Politicians are meant to kiss babies, not crash into children.
But on the campaign trail this morning, Prime Minister Scott Morrison barrelled into a young boy during a friendly kickaround, eliciting a chorus of stunned "ooohs" and "aaaws" from spectators.
Mr Morrison was playing five-a-side football in northern Tasmania, where he is trawling for votes ahead of Saturday's nail-biter election.
At first, Mr Morrison, shorn of his jacket, but still sporting a shirt and tie, sauntered around the field somewhat aimlessly, trying to get a toe on the ball here and there as it moved from boy to boy.
But then the 54-year-old stepped it up a gear, hunting down a cross-field pass that threatened the opposition's pop-up mini-goal.
Mr Morrison, who recently described himself as "a bit of a bulldozer", lowered his head and torso like a veteran sprinter ready to burst out of the blocks and propelled himself forward to intercept the pass.
Unfortunately, a small red-haired boy about two-thirds of Morrison's size was in the way.
Mr Morrison's left shoulder drove straight into the unsuspecting child's face, sending both tumbling to the artificial turf.

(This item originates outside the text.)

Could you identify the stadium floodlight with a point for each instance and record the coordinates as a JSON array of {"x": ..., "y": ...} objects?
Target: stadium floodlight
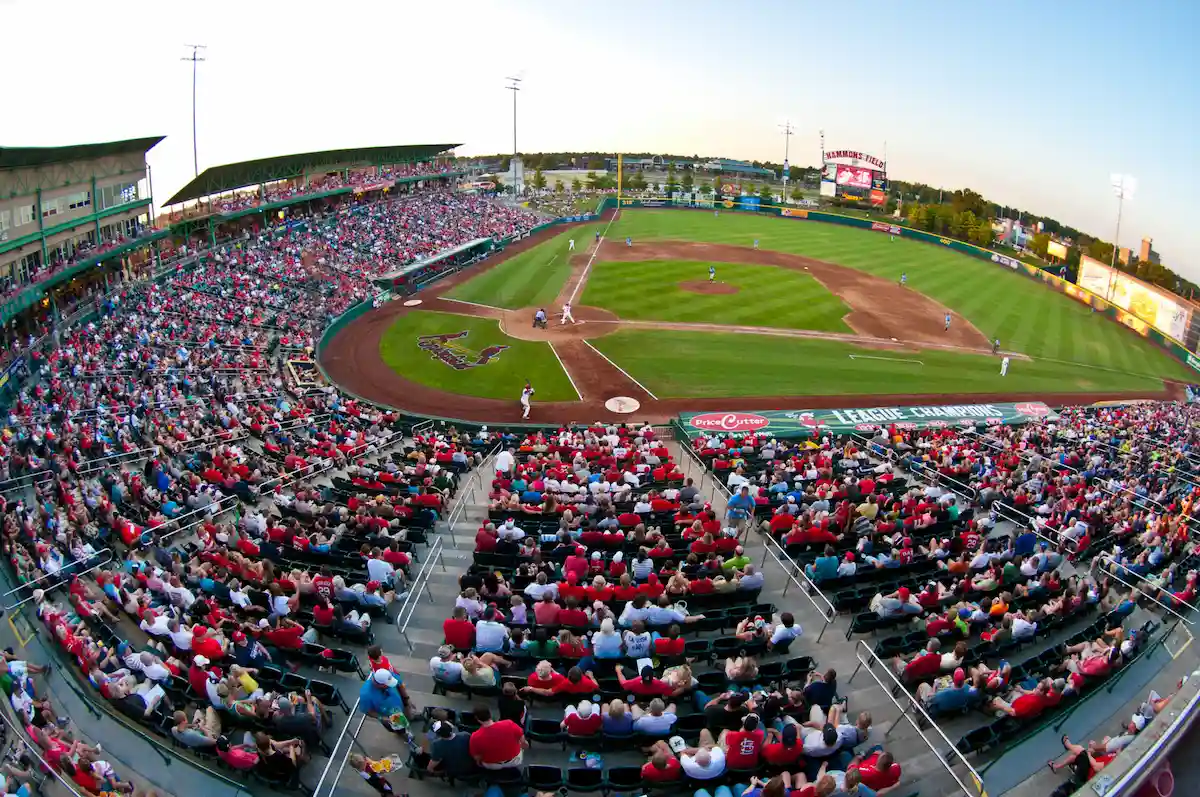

Realising what he had done, Mr Morrison threw his arms around the kid in a hug and lifted him off the ground, as a coach sprinted across for an impromptu Head Injury Assessment and photographers switched to rapid-fire.
Mr Morrison's teammates played on, taking advantage of the man -- and boy -- down to drill the ball into the top right corner.
The shocked interjections turned to muffled laughs as the youngster dusted himself off and Mr Morrison sheepishly rose to his feet.